JA - A identificação estética e visão do mundo com o artista que expõe concorrem, pela positiva, para o êxito do trabalho?

SS -
Sim, acho que é essencial haver aspectos em comum entre o artista e o curador. Podem ser estéticos e, ou, temáticos, há inclusive curadores que se especializam em determinadas técnicas.

JA - A recente exposição “Os sonhos do embondeiro” de Iris Buchholz Chocolate, da qual é curadora, propõe uma leitura do passado histórico recente de Angola?

SS -
Sim, a Iris é alemã e vive em Luanda há cerca de três anos. Nesta exposição, ela reinterpreta, a partir da sua própria experiência, símbolos nacionais e reflecte sobre elementos da nossa História. Em determinados momentos, trata-se da relação que estes estabelecem com a sua própria história, como a obra “Memória de um país antigo” em que a artista entrevista angolanos que viveram na antiga RDA. Ou mesmo das tentativas de integração ou de adopção da nossa cultura como em “Kizomba”.

JA - Do ponto de vista do fluxo da produção artística actual em Luanda, quais podem ser as estratégias funcionais para uma gestão cultural eficiente, na relação espaço, criador, obra e público?

SS -
A cidade precisa de espaços e programas regulares para que haja um impacto concreto a nível do público e também para que os artistas possam estabelecer uma relação com este. Contudo, em termos de gestão cultural, o espaço da cidade presta-se a programas diversos de arte pública e de interacção com públicos de gerações e espaços diferentes. Quer dizer, a própria cidade pode ser o palco de artistas e do desenvolvimento de programas.

JA - Há cada vez mais franjas de público habituadas e preparadas para visitar exposições com um olhar crítico?

SS -
Sim, creio que sim. O interesse dos estudantes universitários é crescente, o que também se deve ao aumento da oferta em termos de universidades e cursos. Há cada vez maior sensibilidade para programas educativos e, de uma forma geral, as pessoas começam a habituar-se às exposições, a pedir mais e melhor programação e a desenvolver um olhar crítico.

JA - Em relação à programação, quais são as grandes expectativas da III Trienal de Luanda?

SS -
A grande novidade nesta edição parece-me que são os curadores e os programas que estes vão desenvolver no conjunto do projecto. Contudo, as anteriores edições já nos habituaram a uma oferta variada e de qualidade, mas mais detalhes vão ser divulgados em breve pela Fundação Sindika Dokolo.

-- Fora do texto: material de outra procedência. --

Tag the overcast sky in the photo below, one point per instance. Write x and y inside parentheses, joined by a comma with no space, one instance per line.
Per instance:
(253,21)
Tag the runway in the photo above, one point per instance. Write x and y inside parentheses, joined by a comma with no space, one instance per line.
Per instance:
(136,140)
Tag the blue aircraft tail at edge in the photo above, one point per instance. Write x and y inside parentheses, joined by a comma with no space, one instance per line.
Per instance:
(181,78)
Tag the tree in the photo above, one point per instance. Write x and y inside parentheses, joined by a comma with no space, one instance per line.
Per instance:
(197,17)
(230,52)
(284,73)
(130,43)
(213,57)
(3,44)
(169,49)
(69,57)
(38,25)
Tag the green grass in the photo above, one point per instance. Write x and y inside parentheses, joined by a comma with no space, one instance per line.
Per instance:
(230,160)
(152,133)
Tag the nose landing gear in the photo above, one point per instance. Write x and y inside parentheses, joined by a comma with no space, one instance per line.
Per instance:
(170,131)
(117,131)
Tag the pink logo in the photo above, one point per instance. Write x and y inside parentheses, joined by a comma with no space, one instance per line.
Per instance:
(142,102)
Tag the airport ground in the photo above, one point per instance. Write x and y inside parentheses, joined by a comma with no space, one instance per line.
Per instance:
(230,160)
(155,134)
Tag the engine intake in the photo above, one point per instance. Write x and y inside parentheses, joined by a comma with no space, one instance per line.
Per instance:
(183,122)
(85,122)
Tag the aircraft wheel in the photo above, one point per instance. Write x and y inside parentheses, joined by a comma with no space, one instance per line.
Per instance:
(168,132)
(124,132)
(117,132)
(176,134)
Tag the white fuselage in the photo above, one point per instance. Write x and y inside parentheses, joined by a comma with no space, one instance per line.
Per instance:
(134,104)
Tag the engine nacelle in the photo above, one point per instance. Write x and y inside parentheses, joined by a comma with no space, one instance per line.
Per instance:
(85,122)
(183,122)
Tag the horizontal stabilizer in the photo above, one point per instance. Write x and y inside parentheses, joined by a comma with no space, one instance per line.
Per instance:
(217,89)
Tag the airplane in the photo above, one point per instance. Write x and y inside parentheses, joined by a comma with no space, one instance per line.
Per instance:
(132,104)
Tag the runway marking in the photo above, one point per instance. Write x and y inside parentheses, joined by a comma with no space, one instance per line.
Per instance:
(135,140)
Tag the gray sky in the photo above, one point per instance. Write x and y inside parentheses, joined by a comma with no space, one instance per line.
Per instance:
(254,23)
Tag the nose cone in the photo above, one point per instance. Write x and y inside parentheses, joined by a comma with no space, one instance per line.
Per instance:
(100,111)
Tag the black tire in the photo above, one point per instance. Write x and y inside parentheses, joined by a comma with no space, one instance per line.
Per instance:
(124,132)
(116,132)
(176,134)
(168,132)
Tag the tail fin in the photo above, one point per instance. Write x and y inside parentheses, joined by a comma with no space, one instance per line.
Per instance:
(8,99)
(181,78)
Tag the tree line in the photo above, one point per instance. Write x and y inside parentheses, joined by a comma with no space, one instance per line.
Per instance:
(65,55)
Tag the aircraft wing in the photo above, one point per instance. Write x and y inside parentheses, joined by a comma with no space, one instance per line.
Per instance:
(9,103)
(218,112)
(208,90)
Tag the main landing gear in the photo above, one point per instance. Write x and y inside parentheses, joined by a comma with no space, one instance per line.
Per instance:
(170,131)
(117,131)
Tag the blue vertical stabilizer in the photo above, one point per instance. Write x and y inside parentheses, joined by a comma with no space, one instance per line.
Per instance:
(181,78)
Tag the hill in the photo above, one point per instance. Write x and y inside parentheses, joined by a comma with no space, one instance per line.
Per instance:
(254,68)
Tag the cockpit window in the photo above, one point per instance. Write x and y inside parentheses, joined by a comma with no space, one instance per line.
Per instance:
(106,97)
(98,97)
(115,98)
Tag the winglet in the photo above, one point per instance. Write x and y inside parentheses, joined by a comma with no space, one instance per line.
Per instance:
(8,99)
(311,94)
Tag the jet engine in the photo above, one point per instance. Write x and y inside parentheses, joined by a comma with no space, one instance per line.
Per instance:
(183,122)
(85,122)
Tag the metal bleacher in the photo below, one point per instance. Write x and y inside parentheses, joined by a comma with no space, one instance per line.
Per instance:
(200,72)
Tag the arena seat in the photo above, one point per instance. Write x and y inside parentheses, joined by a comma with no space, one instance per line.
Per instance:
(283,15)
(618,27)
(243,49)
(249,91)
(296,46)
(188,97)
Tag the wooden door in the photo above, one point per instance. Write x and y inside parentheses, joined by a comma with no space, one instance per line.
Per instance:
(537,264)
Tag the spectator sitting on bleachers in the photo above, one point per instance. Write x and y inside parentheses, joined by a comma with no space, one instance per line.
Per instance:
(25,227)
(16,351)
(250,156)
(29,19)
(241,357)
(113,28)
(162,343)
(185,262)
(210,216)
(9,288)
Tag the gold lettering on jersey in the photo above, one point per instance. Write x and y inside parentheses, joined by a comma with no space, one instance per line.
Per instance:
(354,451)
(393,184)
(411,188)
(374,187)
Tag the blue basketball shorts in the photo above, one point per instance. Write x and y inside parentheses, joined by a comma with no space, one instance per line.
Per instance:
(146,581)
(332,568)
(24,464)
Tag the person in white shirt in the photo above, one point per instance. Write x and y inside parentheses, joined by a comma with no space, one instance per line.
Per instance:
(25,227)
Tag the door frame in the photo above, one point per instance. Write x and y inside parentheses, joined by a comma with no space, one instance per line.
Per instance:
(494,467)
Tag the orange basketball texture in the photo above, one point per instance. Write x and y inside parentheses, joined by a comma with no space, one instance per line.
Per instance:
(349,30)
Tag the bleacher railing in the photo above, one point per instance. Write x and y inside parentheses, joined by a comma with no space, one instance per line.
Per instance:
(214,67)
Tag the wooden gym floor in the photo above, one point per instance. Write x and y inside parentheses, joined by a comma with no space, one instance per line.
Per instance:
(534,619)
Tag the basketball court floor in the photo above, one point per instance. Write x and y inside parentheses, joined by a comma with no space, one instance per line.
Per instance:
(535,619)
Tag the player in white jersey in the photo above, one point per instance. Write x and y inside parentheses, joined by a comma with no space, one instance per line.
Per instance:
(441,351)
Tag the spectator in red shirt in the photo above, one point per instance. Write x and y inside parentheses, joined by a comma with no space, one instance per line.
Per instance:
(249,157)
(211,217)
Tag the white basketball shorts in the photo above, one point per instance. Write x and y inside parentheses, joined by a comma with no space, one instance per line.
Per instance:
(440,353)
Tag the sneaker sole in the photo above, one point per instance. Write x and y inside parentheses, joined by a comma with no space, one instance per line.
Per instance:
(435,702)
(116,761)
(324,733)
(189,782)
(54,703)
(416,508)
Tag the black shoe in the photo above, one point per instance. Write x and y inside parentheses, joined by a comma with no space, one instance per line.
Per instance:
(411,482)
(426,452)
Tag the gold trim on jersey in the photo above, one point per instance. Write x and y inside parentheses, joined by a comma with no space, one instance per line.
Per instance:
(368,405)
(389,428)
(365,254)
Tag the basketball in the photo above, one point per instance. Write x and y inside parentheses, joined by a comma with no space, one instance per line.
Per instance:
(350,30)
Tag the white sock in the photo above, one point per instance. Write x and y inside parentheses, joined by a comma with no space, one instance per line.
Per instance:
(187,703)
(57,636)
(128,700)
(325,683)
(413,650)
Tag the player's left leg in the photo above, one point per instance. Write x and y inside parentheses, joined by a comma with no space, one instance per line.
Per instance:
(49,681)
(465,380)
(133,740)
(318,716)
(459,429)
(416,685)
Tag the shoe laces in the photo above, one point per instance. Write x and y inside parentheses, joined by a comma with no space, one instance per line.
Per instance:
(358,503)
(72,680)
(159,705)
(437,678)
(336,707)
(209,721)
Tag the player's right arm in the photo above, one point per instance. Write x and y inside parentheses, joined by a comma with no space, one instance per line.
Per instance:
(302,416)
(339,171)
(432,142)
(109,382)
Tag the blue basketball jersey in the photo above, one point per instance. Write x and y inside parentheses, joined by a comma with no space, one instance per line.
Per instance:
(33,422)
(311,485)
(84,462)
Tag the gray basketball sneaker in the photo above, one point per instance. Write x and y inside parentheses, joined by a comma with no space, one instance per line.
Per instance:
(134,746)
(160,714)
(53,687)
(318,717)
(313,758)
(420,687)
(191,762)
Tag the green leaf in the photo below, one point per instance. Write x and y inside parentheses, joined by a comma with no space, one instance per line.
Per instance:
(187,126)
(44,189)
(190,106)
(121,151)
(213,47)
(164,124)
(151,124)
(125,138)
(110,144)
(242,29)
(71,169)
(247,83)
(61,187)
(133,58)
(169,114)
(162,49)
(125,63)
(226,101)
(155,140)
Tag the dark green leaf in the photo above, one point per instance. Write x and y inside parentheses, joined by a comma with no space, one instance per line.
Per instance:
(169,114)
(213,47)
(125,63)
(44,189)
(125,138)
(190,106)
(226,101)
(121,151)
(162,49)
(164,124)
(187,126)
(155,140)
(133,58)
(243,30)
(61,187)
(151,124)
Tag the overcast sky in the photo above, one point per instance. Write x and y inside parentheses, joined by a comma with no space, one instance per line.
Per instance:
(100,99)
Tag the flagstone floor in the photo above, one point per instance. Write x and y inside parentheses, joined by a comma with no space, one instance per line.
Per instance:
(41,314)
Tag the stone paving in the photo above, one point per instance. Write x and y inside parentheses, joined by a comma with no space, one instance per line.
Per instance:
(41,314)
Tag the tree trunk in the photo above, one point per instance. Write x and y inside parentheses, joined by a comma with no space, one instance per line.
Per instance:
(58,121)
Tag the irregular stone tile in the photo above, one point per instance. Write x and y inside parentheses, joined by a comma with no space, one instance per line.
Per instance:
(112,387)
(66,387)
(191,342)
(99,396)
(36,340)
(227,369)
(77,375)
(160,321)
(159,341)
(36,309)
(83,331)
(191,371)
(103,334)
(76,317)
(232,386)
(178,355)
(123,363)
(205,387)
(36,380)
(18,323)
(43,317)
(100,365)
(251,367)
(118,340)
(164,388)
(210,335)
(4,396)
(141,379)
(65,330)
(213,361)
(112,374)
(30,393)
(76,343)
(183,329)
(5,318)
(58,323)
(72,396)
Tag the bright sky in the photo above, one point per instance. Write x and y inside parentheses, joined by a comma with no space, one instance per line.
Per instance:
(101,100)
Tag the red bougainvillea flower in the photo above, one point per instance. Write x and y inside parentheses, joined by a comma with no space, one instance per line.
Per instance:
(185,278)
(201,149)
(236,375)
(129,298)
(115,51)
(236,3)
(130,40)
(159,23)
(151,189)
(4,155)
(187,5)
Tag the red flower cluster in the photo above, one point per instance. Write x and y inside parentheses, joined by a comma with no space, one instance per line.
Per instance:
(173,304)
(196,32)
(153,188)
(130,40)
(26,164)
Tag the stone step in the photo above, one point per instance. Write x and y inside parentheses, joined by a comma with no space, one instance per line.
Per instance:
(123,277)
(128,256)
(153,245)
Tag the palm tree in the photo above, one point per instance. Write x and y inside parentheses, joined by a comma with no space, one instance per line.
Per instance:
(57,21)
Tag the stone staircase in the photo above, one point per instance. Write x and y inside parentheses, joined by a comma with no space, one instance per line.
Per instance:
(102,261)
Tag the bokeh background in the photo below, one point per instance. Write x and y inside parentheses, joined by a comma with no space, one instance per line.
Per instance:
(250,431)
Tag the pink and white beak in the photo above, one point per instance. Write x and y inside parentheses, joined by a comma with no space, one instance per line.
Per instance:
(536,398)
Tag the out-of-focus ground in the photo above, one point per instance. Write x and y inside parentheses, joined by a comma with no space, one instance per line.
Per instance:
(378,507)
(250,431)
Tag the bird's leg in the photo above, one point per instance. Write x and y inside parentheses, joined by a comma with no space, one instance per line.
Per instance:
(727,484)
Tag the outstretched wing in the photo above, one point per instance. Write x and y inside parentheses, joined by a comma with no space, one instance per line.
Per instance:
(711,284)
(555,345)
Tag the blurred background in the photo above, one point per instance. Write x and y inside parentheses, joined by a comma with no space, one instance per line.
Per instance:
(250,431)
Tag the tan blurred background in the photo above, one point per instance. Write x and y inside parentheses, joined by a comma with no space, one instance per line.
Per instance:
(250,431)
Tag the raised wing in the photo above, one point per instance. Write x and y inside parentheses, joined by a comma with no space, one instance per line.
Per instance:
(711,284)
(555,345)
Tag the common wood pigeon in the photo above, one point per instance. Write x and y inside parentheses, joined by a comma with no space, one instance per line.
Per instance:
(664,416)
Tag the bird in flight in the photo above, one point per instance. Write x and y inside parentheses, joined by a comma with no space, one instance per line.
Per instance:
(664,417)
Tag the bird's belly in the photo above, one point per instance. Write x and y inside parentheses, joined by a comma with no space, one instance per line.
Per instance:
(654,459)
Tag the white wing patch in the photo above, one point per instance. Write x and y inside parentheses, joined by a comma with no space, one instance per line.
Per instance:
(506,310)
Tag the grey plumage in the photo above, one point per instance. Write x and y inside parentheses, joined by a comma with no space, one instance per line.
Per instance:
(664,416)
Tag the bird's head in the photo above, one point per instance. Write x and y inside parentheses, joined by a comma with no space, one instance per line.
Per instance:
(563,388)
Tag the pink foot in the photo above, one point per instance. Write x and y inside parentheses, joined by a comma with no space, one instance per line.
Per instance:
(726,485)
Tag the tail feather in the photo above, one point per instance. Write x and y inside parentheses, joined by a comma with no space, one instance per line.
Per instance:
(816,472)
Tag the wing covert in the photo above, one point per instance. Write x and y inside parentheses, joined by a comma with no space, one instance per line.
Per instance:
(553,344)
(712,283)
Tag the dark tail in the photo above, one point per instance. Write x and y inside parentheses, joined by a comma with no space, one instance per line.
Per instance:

JA - Enquanto académica, quais são as suas propostas para optmizar o ensino e a aprendizagem das artes em Angola?

SS -
O ensino das artes devia começar a nível do básico e contar com opções a nível superior, o que infelizmente não é o caso. Acho que a investigação e publicações podiam ter um papel importante na promoção da profissionalização e no estabelecimento de padrões de qualidade.